# Age of Wulin mit MSI 4870 spielen?



## ChrisDeger (16. Mai 2014)

Hi, ich hab mir vorher Age of WUlin runtergeladen. Lag aber total... Selbst wenn ich alles runterschraub. 
Und das alles obwohl ich mit der Graka schon öfter solche Spiele gespielt habe und nie Probleme gehabt habe.
Hab mein PC vorher neu aufgesetzt. Welche Treiber könnten mir denn noch fehlen?
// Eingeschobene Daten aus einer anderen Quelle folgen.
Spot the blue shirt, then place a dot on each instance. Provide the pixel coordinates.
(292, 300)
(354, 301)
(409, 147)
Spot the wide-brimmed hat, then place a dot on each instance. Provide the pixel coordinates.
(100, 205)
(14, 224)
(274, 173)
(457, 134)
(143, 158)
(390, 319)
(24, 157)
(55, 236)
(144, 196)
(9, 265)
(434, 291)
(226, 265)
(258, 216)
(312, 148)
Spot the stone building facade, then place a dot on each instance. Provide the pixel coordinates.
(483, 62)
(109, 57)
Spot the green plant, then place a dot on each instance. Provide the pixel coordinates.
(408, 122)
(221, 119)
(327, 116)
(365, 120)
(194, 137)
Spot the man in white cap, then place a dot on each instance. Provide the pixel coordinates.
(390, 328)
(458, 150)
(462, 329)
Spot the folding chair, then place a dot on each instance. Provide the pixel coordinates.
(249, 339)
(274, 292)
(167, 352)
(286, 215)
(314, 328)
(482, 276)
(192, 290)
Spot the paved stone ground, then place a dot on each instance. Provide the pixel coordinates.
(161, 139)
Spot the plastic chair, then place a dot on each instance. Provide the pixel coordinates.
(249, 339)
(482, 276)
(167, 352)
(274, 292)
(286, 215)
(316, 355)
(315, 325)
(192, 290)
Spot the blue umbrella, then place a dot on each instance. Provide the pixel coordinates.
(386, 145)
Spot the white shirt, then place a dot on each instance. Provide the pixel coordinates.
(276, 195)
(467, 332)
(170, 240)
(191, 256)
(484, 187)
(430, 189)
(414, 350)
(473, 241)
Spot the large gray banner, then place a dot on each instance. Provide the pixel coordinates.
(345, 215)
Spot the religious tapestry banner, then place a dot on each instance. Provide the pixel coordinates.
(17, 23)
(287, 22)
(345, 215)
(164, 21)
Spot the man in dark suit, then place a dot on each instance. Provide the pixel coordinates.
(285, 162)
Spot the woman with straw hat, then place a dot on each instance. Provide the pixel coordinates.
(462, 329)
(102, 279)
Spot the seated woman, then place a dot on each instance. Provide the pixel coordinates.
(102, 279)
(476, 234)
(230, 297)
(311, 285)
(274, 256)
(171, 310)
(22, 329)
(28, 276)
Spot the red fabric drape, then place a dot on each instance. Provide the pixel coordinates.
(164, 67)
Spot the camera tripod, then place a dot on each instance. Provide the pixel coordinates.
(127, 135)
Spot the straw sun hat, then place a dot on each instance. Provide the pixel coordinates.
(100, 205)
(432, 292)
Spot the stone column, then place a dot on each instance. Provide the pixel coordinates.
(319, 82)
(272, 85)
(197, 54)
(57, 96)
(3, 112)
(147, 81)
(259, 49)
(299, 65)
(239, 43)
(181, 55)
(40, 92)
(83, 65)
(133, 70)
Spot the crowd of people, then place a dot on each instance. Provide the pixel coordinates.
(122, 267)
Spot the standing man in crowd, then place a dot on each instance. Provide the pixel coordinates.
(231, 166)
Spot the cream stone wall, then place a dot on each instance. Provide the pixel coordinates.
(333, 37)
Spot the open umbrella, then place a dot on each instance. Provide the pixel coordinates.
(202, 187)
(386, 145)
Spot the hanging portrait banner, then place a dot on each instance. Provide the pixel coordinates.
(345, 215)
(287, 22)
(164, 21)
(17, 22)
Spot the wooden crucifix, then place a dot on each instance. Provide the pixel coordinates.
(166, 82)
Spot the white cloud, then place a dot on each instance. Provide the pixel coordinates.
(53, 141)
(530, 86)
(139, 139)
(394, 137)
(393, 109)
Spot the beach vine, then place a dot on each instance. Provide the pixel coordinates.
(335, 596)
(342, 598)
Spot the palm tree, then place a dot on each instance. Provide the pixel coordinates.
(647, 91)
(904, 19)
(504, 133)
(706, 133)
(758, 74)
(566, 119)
Bzw. was könnte ich noch machen damit es läuft?
Geradeaus laufen ist eig kein Problem aber kruvig schon.
Bitte um Hilfe, die Lan heute is in Gefahr


----------



## ChrisDeger (16. Mai 2014)

Hab eigentlich alle 5-10 Sekunden so n blitzen


----------



## ChrisDeger (16. Mai 2014)

Hab 50-55 FPS auf höchster Grafikeinstellung


----------



## FrozenPie (16. Mai 2014)

Wie sieht denn der Rest deines Systems aus?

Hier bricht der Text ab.